Domingo tras domingo, solo en tres ocasiones no se ha publicado.

Nunca imaginé que daría lugar a tres libros recogiendo los mejores capítulos.

Jamás soñé siquiera que culminaría esta trilogía que hoy os presento con el tercero de ellos: Murcia, secretos y leyendas III. En total, los tres volúmenes contienen más de mil páginas sobre nuestra amada ciudad: casi 400.000 palabras, que pronto se dice pero no tan pronto se escriben.

En fin, aquí mi nuevo hijo. Espero que no se parezca al padre, carajo. Y que lo disfruten”.

Así presenta Antonio Botías, periodista y cronista oficial de Murcia, «Murcia, secretos y leyendas III», una tercera entrega llena de curiosidades que sorprenderá a los lectores.

  • ¿Cuándo comienza su interés por la historia?

Desde muy pequeño me asombraban aquellas historias que los abuelos contaba sobre la Guerra Civil y las mil peripecias que tuvieron que pasar. Además, comencé a leer muy pronto. Así que asalté la biblioteca de mis padres, incrementando la curiosidad sobre la cultura y, de forma especial, sobre la historia.

  • ¿Qué le aporta su profesión de periodista a su manera de entender y narrar la historia?

Creo que es muy necesario, aparte de atesorar una buena formación, el saber transmitirla de forma sencilla y amena. Y eso solo lo puede hacer un comunicador: adaptar el mensaje a una audiencia amplia que se sienta interesada por cada historia. Por otro lado, resulta muy útil aplicar la objetividad y la búsqueda de fuentes que abandera el periodismo a la investigación histórica.

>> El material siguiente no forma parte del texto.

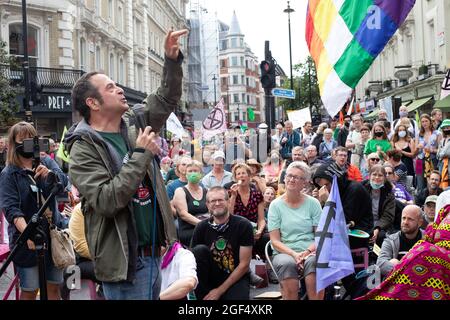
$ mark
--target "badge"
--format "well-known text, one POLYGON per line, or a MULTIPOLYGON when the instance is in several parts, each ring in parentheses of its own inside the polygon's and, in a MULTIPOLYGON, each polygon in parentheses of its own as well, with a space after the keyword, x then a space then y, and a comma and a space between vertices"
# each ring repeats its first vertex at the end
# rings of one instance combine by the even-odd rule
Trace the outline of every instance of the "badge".
POLYGON ((216 241, 216 249, 219 251, 223 251, 225 249, 227 242, 224 238, 220 238, 216 241))
POLYGON ((192 204, 196 207, 198 207, 200 205, 200 203, 197 200, 192 201, 192 204))

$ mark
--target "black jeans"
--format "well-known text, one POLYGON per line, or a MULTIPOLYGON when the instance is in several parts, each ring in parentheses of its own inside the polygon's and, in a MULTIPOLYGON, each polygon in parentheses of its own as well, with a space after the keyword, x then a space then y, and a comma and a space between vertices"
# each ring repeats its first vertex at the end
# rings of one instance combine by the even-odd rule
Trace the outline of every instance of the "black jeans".
MULTIPOLYGON (((198 285, 195 289, 195 296, 198 300, 203 298, 212 290, 219 287, 229 276, 220 270, 214 262, 211 251, 206 245, 200 244, 192 248, 192 252, 197 262, 198 285)), ((249 300, 250 299, 250 278, 248 273, 233 284, 220 300, 249 300)))

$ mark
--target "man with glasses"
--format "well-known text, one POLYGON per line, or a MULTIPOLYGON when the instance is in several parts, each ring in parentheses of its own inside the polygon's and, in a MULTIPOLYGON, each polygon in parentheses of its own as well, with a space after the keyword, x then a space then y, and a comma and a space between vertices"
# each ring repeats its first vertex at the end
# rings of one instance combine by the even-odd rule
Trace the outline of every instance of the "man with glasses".
POLYGON ((441 176, 439 174, 439 171, 434 170, 430 174, 430 177, 427 179, 427 181, 428 186, 422 190, 419 190, 419 192, 417 193, 416 204, 419 207, 423 207, 423 205, 425 204, 425 199, 428 196, 439 196, 443 191, 441 188, 439 188, 439 184, 441 183, 441 176))
POLYGON ((344 171, 347 171, 347 177, 349 180, 353 181, 362 181, 362 175, 359 169, 348 163, 348 152, 344 147, 337 147, 333 152, 333 159, 336 161, 336 164, 344 171))
POLYGON ((197 262, 198 300, 248 300, 253 227, 246 218, 228 212, 228 192, 212 187, 206 195, 211 218, 197 224, 192 252, 197 262))

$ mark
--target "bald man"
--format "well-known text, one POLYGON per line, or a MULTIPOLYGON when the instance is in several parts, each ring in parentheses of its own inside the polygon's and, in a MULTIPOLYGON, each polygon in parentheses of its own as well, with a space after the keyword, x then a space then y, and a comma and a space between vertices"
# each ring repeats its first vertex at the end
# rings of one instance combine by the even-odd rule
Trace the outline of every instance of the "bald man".
POLYGON ((383 277, 386 277, 416 242, 422 239, 422 219, 420 207, 408 205, 403 208, 401 230, 384 239, 377 259, 377 266, 383 277))

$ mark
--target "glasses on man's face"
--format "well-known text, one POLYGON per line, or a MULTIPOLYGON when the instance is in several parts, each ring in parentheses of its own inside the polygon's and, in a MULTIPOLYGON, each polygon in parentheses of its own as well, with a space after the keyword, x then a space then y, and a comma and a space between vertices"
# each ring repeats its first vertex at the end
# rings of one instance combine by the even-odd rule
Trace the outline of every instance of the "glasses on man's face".
POLYGON ((374 161, 374 162, 380 162, 380 159, 378 159, 378 158, 370 158, 369 160, 374 161))
POLYGON ((293 174, 288 174, 285 177, 285 180, 294 180, 294 181, 305 181, 305 177, 294 176, 293 174))
POLYGON ((225 199, 211 199, 208 201, 210 204, 221 204, 225 202, 225 199))
POLYGON ((386 174, 387 174, 388 176, 390 176, 391 174, 394 174, 394 173, 391 172, 391 171, 386 171, 386 174))

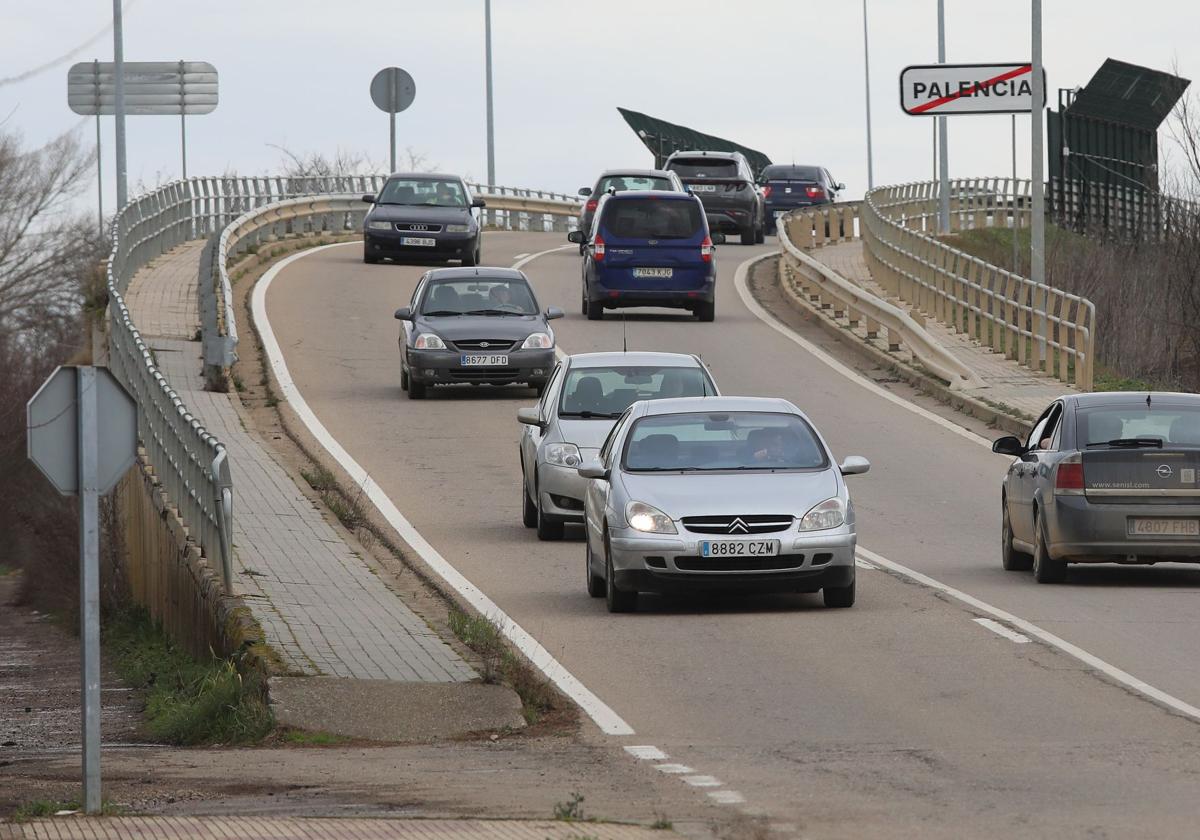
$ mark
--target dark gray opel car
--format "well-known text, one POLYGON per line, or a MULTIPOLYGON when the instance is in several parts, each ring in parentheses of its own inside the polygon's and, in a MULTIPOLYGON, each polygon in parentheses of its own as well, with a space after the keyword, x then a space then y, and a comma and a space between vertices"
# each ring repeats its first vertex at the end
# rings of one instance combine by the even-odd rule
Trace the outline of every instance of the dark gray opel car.
POLYGON ((541 310, 529 280, 511 268, 438 268, 396 310, 400 387, 525 383, 541 396, 554 370, 556 306, 541 310))
POLYGON ((1068 563, 1200 563, 1200 395, 1078 394, 1055 400, 1002 490, 1004 568, 1058 583, 1068 563))
POLYGON ((479 265, 480 228, 471 209, 484 201, 457 175, 392 175, 379 195, 363 201, 375 205, 363 221, 363 262, 391 257, 479 265))

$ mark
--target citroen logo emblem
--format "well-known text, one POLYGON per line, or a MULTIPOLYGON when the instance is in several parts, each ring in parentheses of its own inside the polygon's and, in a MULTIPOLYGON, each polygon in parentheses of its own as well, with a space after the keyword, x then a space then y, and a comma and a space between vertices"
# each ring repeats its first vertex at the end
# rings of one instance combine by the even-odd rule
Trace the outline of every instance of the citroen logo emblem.
POLYGON ((492 345, 486 341, 481 341, 481 342, 479 342, 479 346, 480 347, 491 347, 492 345))
POLYGON ((1175 470, 1171 469, 1170 464, 1163 464, 1155 472, 1158 473, 1159 478, 1170 478, 1175 475, 1175 470))
POLYGON ((409 230, 429 230, 429 225, 409 225, 409 230))
POLYGON ((729 523, 729 533, 748 534, 750 533, 750 526, 743 522, 742 517, 739 516, 729 523))

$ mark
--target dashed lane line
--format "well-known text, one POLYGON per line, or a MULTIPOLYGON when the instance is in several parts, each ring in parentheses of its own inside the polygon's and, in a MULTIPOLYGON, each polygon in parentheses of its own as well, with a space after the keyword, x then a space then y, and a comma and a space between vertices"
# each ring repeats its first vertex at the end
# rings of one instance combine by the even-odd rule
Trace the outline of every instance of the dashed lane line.
POLYGON ((1018 645, 1029 644, 1028 636, 1026 636, 1023 633, 1018 633, 1016 630, 1008 629, 1003 624, 1001 624, 999 621, 993 621, 990 618, 976 618, 976 619, 972 619, 972 620, 976 624, 978 624, 980 627, 986 627, 988 630, 991 630, 997 636, 1003 636, 1004 638, 1008 639, 1010 642, 1012 642, 1014 644, 1018 644, 1018 645))
POLYGON ((667 754, 665 752, 660 750, 658 747, 652 747, 649 745, 626 747, 625 752, 629 753, 634 758, 641 759, 642 761, 665 761, 667 758, 667 754))

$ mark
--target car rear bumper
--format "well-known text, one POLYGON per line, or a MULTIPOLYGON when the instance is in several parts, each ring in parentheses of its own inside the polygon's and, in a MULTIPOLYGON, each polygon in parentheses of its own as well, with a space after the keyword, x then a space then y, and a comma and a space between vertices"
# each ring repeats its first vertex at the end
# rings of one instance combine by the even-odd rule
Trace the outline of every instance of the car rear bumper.
POLYGON ((408 375, 421 385, 540 385, 554 370, 554 350, 510 350, 507 356, 508 364, 503 367, 463 367, 462 353, 456 350, 409 350, 408 375))
POLYGON ((429 259, 461 259, 475 252, 479 233, 401 233, 399 231, 363 232, 363 249, 373 257, 417 257, 429 259), (433 245, 405 245, 408 238, 434 240, 433 245))
POLYGON ((712 303, 716 299, 716 272, 703 278, 691 289, 637 289, 613 288, 605 285, 601 275, 588 283, 588 299, 605 306, 666 306, 673 309, 692 309, 699 303, 712 303))
POLYGON ((719 230, 723 233, 736 233, 758 224, 753 207, 705 207, 704 216, 708 219, 709 230, 719 230))
POLYGON ((1200 562, 1200 537, 1129 533, 1132 518, 1200 519, 1200 505, 1094 504, 1086 496, 1055 496, 1046 509, 1047 550, 1055 559, 1074 563, 1200 562))
MULTIPOLYGON (((596 450, 584 450, 586 461, 596 450)), ((583 491, 587 479, 573 467, 555 464, 538 464, 538 496, 542 502, 542 514, 558 522, 583 522, 583 491)))

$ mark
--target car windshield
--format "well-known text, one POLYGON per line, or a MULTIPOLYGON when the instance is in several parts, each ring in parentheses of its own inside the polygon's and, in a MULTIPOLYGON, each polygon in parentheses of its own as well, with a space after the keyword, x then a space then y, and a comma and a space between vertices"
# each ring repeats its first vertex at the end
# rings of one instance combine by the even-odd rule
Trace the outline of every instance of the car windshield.
POLYGON ((383 185, 377 204, 424 207, 466 207, 467 195, 457 180, 392 178, 383 185))
POLYGON ((705 412, 643 417, 625 443, 633 472, 827 469, 825 447, 794 414, 705 412))
POLYGON ((1104 405, 1076 412, 1079 438, 1084 446, 1104 446, 1110 441, 1149 438, 1164 446, 1200 446, 1200 405, 1146 405, 1144 399, 1128 406, 1104 405))
POLYGON ((819 181, 815 166, 768 166, 763 170, 764 181, 819 181))
POLYGON ((610 175, 601 178, 596 185, 596 195, 608 192, 609 188, 616 192, 625 190, 667 190, 671 191, 671 181, 668 178, 652 178, 646 175, 610 175))
POLYGON ((671 161, 669 166, 679 173, 680 178, 736 178, 738 176, 737 161, 728 158, 677 158, 671 161))
POLYGON ((704 224, 695 200, 626 198, 609 200, 601 227, 621 239, 691 239, 704 224))
POLYGON ((699 367, 575 368, 567 374, 559 417, 618 417, 637 400, 715 393, 699 367))
POLYGON ((421 300, 422 315, 536 315, 537 311, 537 302, 524 280, 437 280, 421 300))

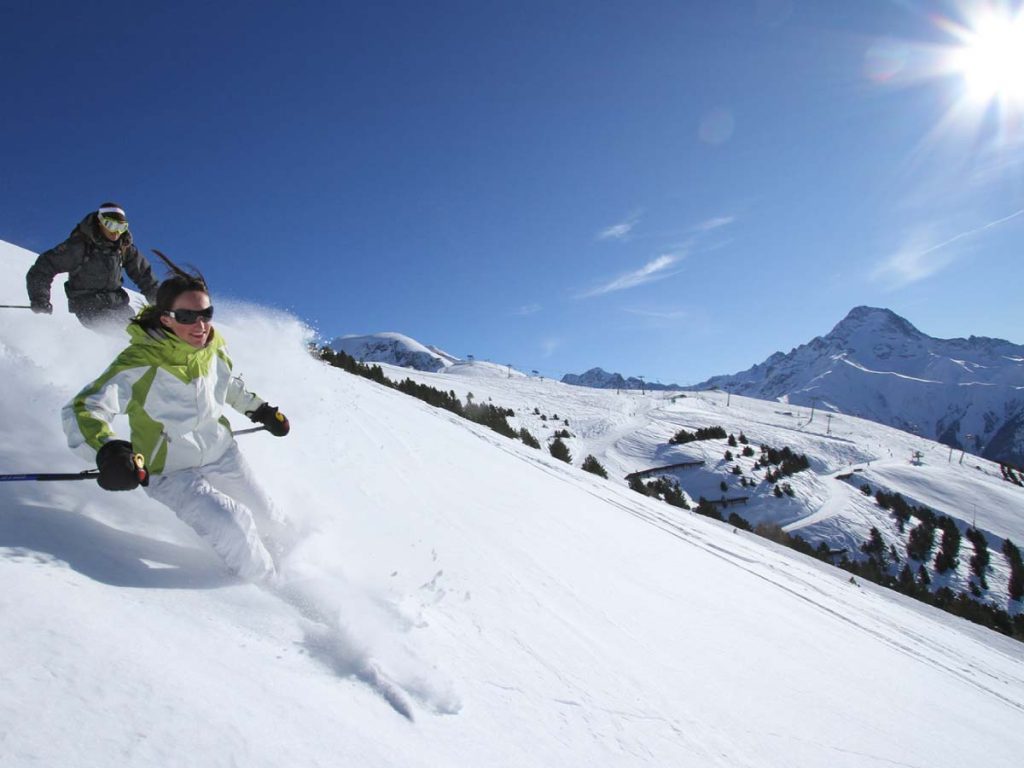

  • Como colaborador de La Verdad tiene acceso –y ahora también todos los lectores- a su hemeroteca, ¿qué papel juegan los periódicos para conocer la historia? ¿han cambiado tanto los temas o las preocupaciones de los murcianos continúan siendo similares?

Los periódicos nos resulta indispensable para conocer y valorar cualquier tiempo pasado. Porque en ellos palpita la rutina, el devenir de cada pueblo, incluso mejor que en cualquier sesudo volumen o enciclopedia. Y cuando una pasa algunos años en las hemerotecas descubre que allí se atesora auténtica vida. Por eso varían tan poco algunos temas con el paso de los siglos. Por ejemplo, la forma de actuar frente a una pandemia. Hoy la llamamos Covid; hace un siglo cólera. Pero nos compartamos igual que entonces.

  • ¿Qué podemos encontrar en la tercera parte de “Murcia, secretos y leyendas”?

Un retablo de las historias que más me han sorprendido en los últimos años, desde lugares fantásticos a personajes tan curiosos como olvidados, leyendas que aterran y muchos misterios que he intentado desempolvar. Costumbres, ritos, fiestas… Una pequeña porción de nuestra maravillosa Región.

  • ¿Qué tiene que tener una historia para que le atraiga?

Que sea curiosa o sorprendente. O que encierre algún misterio. Esos suelen ser los motores que me incitan a investigarla.

  • ¿Cómo ha resultado la experiencia de escribir para niños “Cuentos para murcianicas”? ¿Es un lector más exigente que el adulto?

Es una obra magnífica, que incluso en su segunda edición ya han intentado plagiarla. Los niños conservan intacta esa capacidad de sorpresa y suelen maravillarse cuando se les plantea alguna buena historia.

  • En nuestra última entrevista nos adelantaba que desde hace años trabaja en una novela. ¿Nos puede dar algún detalle más?

Ya está, por fin,  acabada. Y estoy deseando poder sacarla a la luz en los próximos meses. Creo que es la historia más personal que he escrito en mi vida. Y que, probablemente, escribiré. Por cierto, no tiene nada que ver con cuanto he escrito hasta ahora. Nada de historia, folklore o tradición. Creo que es algo mucho más universal.